VAMOS
APRUMAR A CONVERSA? QUANDO PAPAI NOEL FOI PRESO – Desde tenra idade que Doro
guardava consigo uma das mais fortes imagens de toda sua existência: os festejos
natalinos. Como sempre fora desprovido de qualquer possibilidade para
participar dos eventos de fim de ano, claro, o pai era um broco das costas ocas
que só se ocupava em ganhar dinheiro para assar e comer; a mãe, coitada,
dividida entre a fileirinha dos quinze filhos e a igreja, pudera, sobrava neres
de nada mesmo para o Doro alimentar suas fantasias infantis. Mesmo assim, ainda
hoje sonha com Papai Noel, banquete de natal, reunião de família às vésperas do
dia da religiosidade cristã, essas baboseiras todas ditas por ele mesmo. Certo
dia, porém, Doro invocou-se, resolveu ele mesmo fazer o seu próprio natal pela
primeira vez na vida.
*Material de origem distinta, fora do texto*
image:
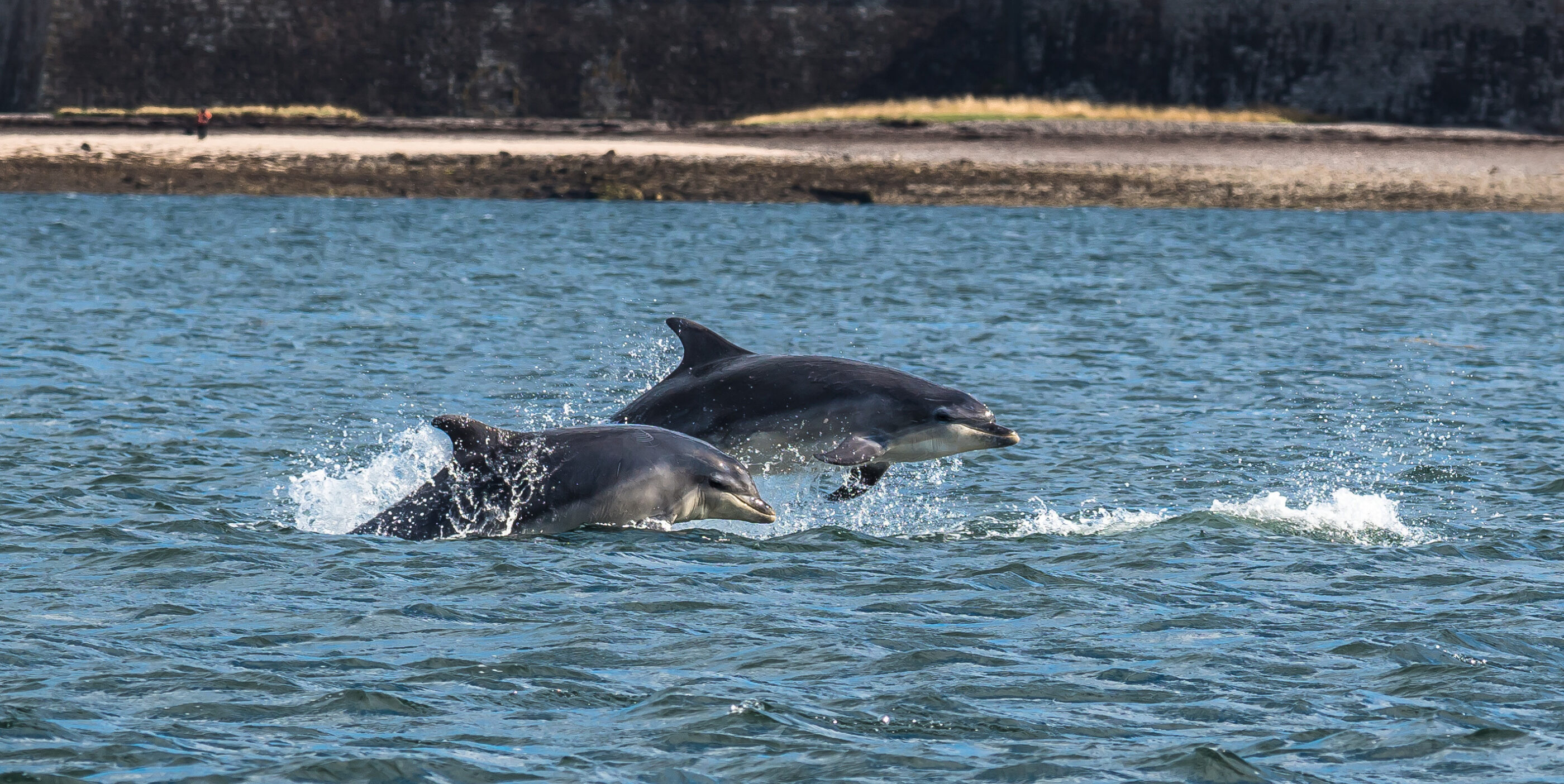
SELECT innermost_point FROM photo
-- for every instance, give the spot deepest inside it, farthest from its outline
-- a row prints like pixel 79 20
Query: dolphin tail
pixel 859 481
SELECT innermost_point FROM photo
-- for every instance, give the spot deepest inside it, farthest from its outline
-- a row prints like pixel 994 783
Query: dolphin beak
pixel 1002 434
pixel 762 509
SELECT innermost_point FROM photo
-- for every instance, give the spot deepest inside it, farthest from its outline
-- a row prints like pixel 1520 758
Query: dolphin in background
pixel 503 482
pixel 783 409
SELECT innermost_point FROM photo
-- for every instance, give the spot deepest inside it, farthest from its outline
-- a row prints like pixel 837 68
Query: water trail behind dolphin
pixel 343 495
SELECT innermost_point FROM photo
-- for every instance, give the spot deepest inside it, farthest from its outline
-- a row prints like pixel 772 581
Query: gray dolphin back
pixel 506 482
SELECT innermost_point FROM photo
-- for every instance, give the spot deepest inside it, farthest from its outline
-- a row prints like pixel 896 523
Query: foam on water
pixel 1347 517
pixel 1095 522
pixel 341 496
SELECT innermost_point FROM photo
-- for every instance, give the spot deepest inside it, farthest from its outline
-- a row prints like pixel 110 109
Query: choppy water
pixel 1286 509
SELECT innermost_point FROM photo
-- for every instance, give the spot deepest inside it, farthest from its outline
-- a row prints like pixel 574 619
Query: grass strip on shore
pixel 296 112
pixel 1020 108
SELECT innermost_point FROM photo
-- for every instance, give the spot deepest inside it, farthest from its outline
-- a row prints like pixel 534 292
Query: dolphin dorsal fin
pixel 470 439
pixel 703 346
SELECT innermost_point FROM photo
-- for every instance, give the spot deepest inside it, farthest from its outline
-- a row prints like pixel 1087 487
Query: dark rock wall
pixel 24 26
pixel 1424 61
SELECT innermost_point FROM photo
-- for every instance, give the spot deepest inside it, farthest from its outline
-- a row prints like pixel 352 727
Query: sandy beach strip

Encarou a mulher, nossa, como sempre incrédula; os
filhos, meia dúzia de bruguelinhos com os olhos bem abertos para a banda dele;
e, ao lado, sempre broncas e broncas e mais tivesse no mundo de estrupício
estaria ali, nas cercanias de sua inditosa existência. Pois foi com esse
panorama que ele franziu o cenho, coçou o cavanhaque, apertou o nariz,
pigarreou e uma luzinha de eureka brilhou das catracas do seu quengo. - Mulé,
vou fazê o nosso natá! - Lá vem ess´ome cum invenção de novo! - Verdade, vou
fazê pela premêra veizi a filicidade da gente e dum bucado de criança no mundo!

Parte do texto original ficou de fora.